La negación o rechazo a nosotros mismos, la no aceptación de ciertas cualidades negativas de nuestra forma de ser, de nuestro cuerpo, lo que somos o el esfuerzo que realizamos  por ser otras personas diferentes a cómo somos o creemos que debemos ser para gustar a otras personas, está en la base de mucho sufrimiento, frustraciones y trastornos emocionales, por ello es de vital importancia no olvidar el amor a uno mismo y la aceptación incondicional que nos merecemos como personas, con nuestros defectos y virtudes. Es a partir de esta aceptación incondicional y del reconocimiento de las cualidades negativas que queramos cambiar desde donde podemos pasar a la acción y realizar los cambios que nos ayuden en nuestro desarrollo personal y/o profesional.

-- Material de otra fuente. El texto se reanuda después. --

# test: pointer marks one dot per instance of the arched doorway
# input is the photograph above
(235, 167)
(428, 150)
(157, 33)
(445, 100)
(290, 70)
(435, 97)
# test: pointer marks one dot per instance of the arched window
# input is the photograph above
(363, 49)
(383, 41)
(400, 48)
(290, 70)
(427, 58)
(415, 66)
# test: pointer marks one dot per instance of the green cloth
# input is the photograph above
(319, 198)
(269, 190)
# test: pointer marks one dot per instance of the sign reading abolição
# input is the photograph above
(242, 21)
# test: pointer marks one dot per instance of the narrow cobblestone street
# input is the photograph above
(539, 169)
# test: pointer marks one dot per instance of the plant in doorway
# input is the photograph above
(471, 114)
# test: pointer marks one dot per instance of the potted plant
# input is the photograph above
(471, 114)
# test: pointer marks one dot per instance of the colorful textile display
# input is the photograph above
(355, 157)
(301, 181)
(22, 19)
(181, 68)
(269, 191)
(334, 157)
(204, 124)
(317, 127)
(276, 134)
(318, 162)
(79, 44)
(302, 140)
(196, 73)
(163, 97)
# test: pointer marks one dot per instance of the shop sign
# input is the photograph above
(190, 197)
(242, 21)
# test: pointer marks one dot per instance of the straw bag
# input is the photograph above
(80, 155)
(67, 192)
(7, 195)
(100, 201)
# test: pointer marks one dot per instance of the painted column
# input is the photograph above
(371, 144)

La aceptación es una cualidad que bien utilizada nos es muy útil en la vida, aceptar las situaciones o sucesos desagradables con los que nos tenemos que enfrentar en la vida es una práctica saludable que puede contribuir a nuestro bienestar, ya que una vez aceptada dicha situación o suceso, podemos hacer básicamente dos cosas, una es hacer algo para cambiarla, es decir pasar a la acción para intentar cambiarla en ese momento o bien más adelante  y la otra es simplemente aceptarla, ya que no la podemos cambiar o la solución no está en nuestras manos, de nada nos sirve el estar rumiando sobre lo que nos ha pasado y lo desgraciados que somos o la mala suerte que tenemos, eso realmente si lo pensamos no nos sirve de nada y además nos hace sentir mal, mejor aceptarlo y seguir adelante con las cosas importantes de nuestra vida, con nuestros valores.

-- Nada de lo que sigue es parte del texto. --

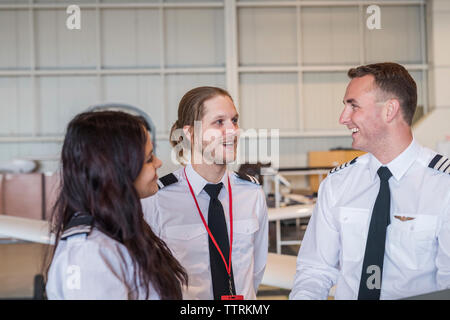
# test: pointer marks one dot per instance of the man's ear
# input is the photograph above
(392, 109)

Cuando optamos por la aceptación de las situaciones o sucesos que nos acontecen podemos responsabilizarnos y adoptar una actitud constructiva y positiva para solucionar lo que esté dentro de nuestro ámbito de actuación, por el contrario cuando optamos por la resignación, nos lamentamos, adoptamos el papel de víctimas y a veces resolvemos las situaciones desde el resentimiento, un sentimiento que no nos ayuda a construir nada bueno.

Por último hay que recordar que los hechos que han sucedido no los podemos cambiar, por más desagradables que sean, aunque si que podemos cambiar la interpretación que hacemos de ellos. Si no sentimos malestar seguramente habremos hecho una interpretación correcta, ya que habremos comprendido bien dichos hechos y los habremos aceptado, por el contrario si sentimos malestar o sufrimiento es probable que la interpretación esté guiada desde la resignación.

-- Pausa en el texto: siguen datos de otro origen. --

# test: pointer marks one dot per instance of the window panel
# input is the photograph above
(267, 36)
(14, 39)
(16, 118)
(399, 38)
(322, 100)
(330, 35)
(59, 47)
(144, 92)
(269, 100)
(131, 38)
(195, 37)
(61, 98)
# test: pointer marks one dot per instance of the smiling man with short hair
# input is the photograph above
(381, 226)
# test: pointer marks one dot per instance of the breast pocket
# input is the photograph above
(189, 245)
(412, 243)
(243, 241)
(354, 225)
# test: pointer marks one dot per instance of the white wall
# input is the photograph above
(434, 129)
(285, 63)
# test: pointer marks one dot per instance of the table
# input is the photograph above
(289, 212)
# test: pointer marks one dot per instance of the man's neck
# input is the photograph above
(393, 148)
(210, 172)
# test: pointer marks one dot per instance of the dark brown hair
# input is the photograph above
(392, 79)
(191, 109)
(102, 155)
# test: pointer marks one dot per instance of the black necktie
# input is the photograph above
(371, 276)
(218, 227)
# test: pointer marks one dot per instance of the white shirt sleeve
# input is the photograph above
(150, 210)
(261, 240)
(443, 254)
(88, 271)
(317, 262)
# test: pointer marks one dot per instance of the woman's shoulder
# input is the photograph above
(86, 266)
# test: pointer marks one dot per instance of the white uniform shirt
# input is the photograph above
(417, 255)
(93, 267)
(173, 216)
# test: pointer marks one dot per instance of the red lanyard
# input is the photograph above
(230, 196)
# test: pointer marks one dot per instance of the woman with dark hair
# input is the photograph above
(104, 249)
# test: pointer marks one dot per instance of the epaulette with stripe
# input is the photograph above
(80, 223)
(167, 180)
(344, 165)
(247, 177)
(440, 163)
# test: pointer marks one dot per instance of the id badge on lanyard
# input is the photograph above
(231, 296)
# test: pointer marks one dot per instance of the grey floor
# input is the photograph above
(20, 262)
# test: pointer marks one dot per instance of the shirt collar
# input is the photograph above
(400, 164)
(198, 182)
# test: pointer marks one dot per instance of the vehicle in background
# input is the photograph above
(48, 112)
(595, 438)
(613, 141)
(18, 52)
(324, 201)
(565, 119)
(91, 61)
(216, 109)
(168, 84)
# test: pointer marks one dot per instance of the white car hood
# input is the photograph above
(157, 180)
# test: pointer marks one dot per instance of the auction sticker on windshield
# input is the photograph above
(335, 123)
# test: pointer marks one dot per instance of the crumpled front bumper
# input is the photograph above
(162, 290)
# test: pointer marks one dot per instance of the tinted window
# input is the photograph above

Cierro este artículo con la  plegaria de la Serenidad de Reinhold Niebuhr, ya que en mi opinión sintetiza bastante bien parte de la esencia de la aceptación.

Señor, concédeme serenidad para aceptar todo aquello que no puedo cambiar,

fortaleza para cambiar lo que soy capaz de cambiar

y sabiduría para entender la diferencia.